He won easily among a crowded field of candidates.
Now, three months after taking office, Miller, 53, says attracting more programs for young people in the area, which continues to struggle with gangs and high crime, is his top priority.
“The gun violence” among young people in the neighborhood is the “consequence of lack of other things that keep them occupied,” he said.
Miller, a labor activist who wears a shiny earring in his left ear, had never run for public office before. When term-limited Leroy Comrie approached him two years ago and encouraged him to run for his 27th Council District seat, Miller said he was hesitant.
“I thought I had the greatest job in the world,” said Miller who, before becoming a councilman, served for five years as president of Amalgamated Transportation Union (ATU) Local No. 1056, which represents drivers and mechanics working for NYC Transit's Queens Bus Division.
With the support of Comrie and various labor unions that lined up behind him, Miller started canvassing the neighborhood and eventually defeated five other candidates vying to represent the district that includes Jamaica, St. Albans, Hollis, Cambria Heights, Queens Village, Addisleigh Park and Springfield Gardens.
“Out of all of the candidates he was the only one that had a proven track record of service,” said Comrie, currently Queens Deputy Borough President, who has known Miller for more than two decades. “People knew him as a local leader in the community, a person that they could reach out to, who gets things done.”
Miller now chairs the City Council’s Committee on Civil Service and Labor, which in February unanimously threw its support behind one of Mayor Bill de Blasio's priority projects: to expand paid sick days. The mayor signed the bill into law Thursday.
A product of public schools, Miller, who attended programs at Cornell University's School of Industrial and Labor Relations, said he can relate to many problems young people in the area struggle with.
He grew up in East New York, and moved to St. Albans when he was 17, and currently lives in Cambria Heights.
A father of four, he became a parent for the first time when he was 19. His wife passed away when he was 31, he said.
“I was forced to raise our two children at a very young age,” he said. “It was a struggle, it took the entire community to help me. I couldn’t even cook.”

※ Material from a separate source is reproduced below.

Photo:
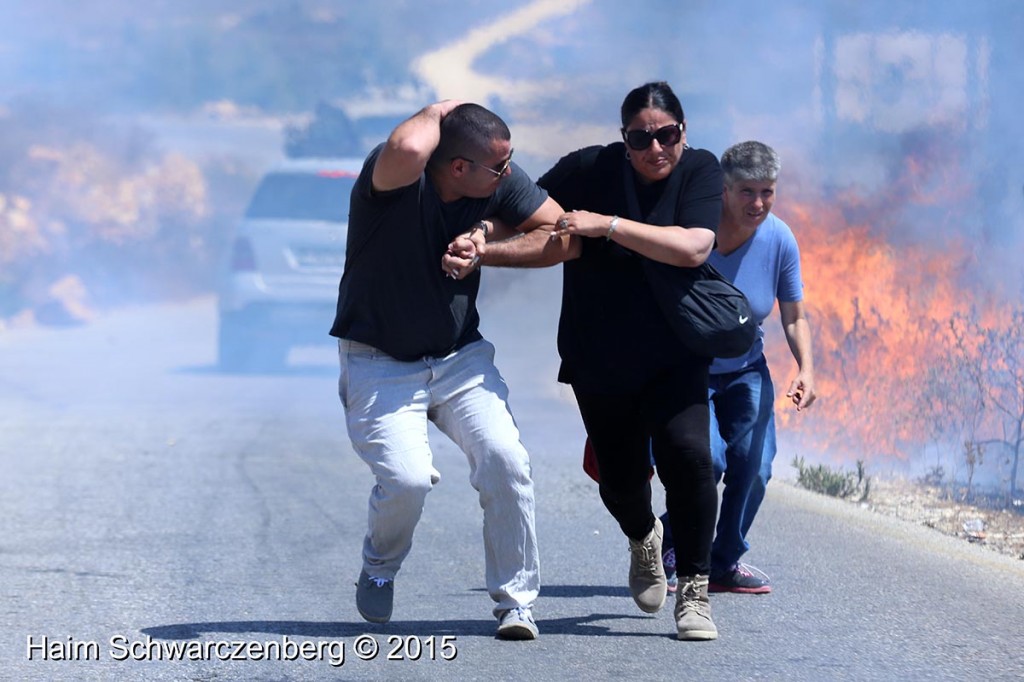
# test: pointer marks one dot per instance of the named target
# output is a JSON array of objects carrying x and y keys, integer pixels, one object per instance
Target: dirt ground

“We can reach out to young people and reinforce that they have far greater value than they believe and provide them with opportunities that don’t include gangs and negative influences,” he said.
Miller said he would like the programs to be available also to those young people who committed non-violent misdemeanors that sometimes prevent them “from taking full advantage of the opportunities that exist.”

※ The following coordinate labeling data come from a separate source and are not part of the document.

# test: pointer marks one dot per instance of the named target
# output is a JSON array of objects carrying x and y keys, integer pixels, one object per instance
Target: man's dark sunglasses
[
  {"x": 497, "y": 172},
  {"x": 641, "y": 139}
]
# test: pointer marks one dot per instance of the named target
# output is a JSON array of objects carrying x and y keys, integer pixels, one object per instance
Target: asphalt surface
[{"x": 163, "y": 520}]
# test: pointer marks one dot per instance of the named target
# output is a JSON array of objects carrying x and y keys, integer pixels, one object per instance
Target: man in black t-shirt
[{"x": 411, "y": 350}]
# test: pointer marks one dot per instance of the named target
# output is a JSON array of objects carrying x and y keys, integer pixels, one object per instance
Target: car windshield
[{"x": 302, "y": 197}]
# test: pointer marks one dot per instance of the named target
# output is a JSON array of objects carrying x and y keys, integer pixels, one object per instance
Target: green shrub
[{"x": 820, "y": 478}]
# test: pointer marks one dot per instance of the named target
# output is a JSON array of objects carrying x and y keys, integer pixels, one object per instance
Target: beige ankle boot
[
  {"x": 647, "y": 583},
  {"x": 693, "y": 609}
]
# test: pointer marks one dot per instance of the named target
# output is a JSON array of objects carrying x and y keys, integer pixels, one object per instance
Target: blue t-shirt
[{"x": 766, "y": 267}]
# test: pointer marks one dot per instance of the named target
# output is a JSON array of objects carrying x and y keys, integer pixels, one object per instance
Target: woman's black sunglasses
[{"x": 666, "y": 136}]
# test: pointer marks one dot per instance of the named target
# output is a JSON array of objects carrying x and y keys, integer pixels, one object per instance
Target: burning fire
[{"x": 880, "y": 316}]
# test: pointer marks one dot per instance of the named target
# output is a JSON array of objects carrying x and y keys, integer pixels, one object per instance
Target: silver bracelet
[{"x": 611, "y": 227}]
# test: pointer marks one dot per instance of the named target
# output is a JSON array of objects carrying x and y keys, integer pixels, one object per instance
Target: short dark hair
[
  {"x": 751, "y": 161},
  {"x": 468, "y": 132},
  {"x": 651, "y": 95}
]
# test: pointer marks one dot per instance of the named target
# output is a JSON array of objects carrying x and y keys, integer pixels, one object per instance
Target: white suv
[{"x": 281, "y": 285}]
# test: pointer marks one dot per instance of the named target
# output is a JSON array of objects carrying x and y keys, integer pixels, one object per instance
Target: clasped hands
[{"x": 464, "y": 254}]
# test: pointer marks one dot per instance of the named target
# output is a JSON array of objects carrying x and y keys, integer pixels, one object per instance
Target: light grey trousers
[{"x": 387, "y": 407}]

He is also planning to introduce participatory budgeting to his district which, he said, would engage community members by allowing them to decide how to spend public money.
Children 14-and-older can participate, he said, so if they “decide that they want to redo a playground, they'll put together their proposal and with their social media skills," they can advocate for it, he noted.
Miller said this way young people could push for computers at their schools, a new community garden or a new roof at a center they attend.
It’s “a fantastic way of engaging them and introducing them to the civic responsibilities,” he said.
Among other issues Miller wants to tackle is to improve transportation options. He claims that buses serving Southeast Queens are old and that the area “has the longest commute into the city.”
“This is not Iowa," he said, "where you have a 2-hour commute to work and it’s like the norm for people.”
He said he would like to alleviate long lines of commuters waiting every day for buses at the Parsons Boulevard and Archer Avenue stops, which often force frustrated residents to use livery cabs.
One way to improve the area’s transportation, he said, is to add more buses to each line and to enhance express lines connecting Southeast Queens with Manhattan.
His overall goal, Miller said, is to turn Jamaica into an “epicenter of commerce.”
Miller, who is vegetarian, said he would also like to bring more healthy options to the neighborhood, including stores offering a variety of nutritious food products.
“He is a hard worker,” said Yvonne Reddick, district manager for Community Board 12, who has worked on numerous transportation issues with Miller over the years. “He is a community-minded person, even before he became a councilmember. I know that he will certainly be doing great things.”